Germania e Italia, dunque, sono entrambe nella posizione in cui dovrebbero assottigliare l’output gap e avvicinarsi alla propria crescita potenziale. La differenza, però, consiste nel fatto che adottare politiche anticicliche avrebbe costi diversi per i due Paesi, dato il costo del debito più elevato in Italia e il maggiore debito pregresso in rapporto al Pil.

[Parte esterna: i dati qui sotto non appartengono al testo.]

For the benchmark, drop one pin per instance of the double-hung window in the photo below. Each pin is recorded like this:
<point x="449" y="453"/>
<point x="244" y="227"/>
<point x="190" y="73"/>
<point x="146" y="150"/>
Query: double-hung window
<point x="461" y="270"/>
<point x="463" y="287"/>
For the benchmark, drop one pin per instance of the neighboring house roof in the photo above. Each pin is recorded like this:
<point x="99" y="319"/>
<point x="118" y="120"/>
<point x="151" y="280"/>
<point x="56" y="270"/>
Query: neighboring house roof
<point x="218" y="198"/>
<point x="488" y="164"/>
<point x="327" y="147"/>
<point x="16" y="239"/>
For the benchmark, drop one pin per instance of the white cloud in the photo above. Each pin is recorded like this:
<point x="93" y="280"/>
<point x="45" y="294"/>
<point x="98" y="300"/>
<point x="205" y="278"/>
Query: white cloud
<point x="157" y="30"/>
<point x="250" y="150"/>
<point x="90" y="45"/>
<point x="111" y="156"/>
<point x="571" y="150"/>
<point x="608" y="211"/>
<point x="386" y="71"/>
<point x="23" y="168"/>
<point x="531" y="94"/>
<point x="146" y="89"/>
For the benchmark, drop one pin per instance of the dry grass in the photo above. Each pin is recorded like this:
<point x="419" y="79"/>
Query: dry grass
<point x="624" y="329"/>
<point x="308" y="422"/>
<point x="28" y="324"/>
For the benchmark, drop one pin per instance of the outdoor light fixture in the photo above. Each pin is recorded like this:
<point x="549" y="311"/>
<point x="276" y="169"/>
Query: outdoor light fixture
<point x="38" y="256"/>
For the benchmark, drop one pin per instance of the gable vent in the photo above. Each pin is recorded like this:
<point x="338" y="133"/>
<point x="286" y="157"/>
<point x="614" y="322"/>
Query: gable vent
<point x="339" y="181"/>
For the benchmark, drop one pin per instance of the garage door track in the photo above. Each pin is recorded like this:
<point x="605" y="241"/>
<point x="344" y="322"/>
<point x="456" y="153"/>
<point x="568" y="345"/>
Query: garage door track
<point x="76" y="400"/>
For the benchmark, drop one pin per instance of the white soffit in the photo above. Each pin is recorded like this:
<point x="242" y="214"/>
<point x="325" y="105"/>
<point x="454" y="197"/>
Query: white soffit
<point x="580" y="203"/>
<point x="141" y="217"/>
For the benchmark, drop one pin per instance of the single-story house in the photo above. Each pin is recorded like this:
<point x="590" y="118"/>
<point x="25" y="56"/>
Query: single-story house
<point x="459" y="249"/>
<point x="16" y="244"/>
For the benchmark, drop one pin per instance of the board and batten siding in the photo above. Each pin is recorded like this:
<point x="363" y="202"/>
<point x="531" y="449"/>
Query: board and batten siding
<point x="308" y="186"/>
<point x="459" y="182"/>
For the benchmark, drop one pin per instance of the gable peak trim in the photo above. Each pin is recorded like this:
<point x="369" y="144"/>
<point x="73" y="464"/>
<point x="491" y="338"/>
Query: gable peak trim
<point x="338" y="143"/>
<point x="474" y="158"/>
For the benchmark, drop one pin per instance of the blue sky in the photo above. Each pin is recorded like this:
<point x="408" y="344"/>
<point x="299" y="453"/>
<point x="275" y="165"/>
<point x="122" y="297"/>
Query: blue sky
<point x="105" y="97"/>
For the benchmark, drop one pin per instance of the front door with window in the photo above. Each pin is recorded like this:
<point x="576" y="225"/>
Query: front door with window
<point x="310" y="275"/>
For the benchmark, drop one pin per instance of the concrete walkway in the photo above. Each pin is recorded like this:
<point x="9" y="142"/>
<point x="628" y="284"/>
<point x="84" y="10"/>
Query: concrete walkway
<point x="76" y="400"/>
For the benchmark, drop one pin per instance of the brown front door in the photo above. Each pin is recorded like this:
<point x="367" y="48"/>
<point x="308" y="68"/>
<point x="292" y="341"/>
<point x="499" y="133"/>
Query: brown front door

Parlando di esempi poco virtuosi, tuttavia, è facile notare come altri Paesi europei adottino politiche fiscali di analogo impatto espansivo rispetto all’Italia, pur non avendo un output gap altrettanto problematico. Qualche esempio: la Spagna (ES) e il Portogallo (PT) nel 2019 e 2020 resteranno in territorio espansivo (parte bassa del quadrante) pur essendo in una fase di crescita (intervento pro-ciclico, parte destra del grafico). Cipro (CY), ad esempio, risulterebbe l’esempio meno virtuoso: avendo elevato debito sul Pil, avanzo primario decrescente e un ciclo economico favorevole.

Il Comitato, in merito alle condotte di alcuni Paesi “osservati speciali” si è espresso in questi termini:

“Basandosi sulle misure attualmente adottate, che non includono ancora le leggi di bilancio 2020, la stragrande maggioranza dei paesi che devono consolidarsi [cioè aumentare il saldo fra spese e entrate a favore di queste ultime] non lo faranno adeguatamente. Alcuni di essi andranno nella direzione opposta (Belgio, Spagna, Italia, Portogallo e Slovacchia). Questo richiede una correzione. Per quanto riguarda gli overachievers [i Paesi che, al contrario dovrebbero sostenere la crescita con maggior spesa], si prevede che i Paesi Bassi faranno uso significativo del suo spazio fiscale disponibile nel 2020. In Germania, si prevede un uso più limitato dello spazio fiscale più limitato rispetto ai Paesi Bassi e anche più limitato rispetto al 2019”.

Il caso italiano, insomma, risulta particolarmente spinoso perché da un lato si vorrebbe avvicinare il Paese al suo potenziale di crescita, anche se per farlo non è consigliabile adottare un minor avanzo primario. Il governo gialloverde, come evidenzia il grafico relativo al 2020, intende provarci comunque.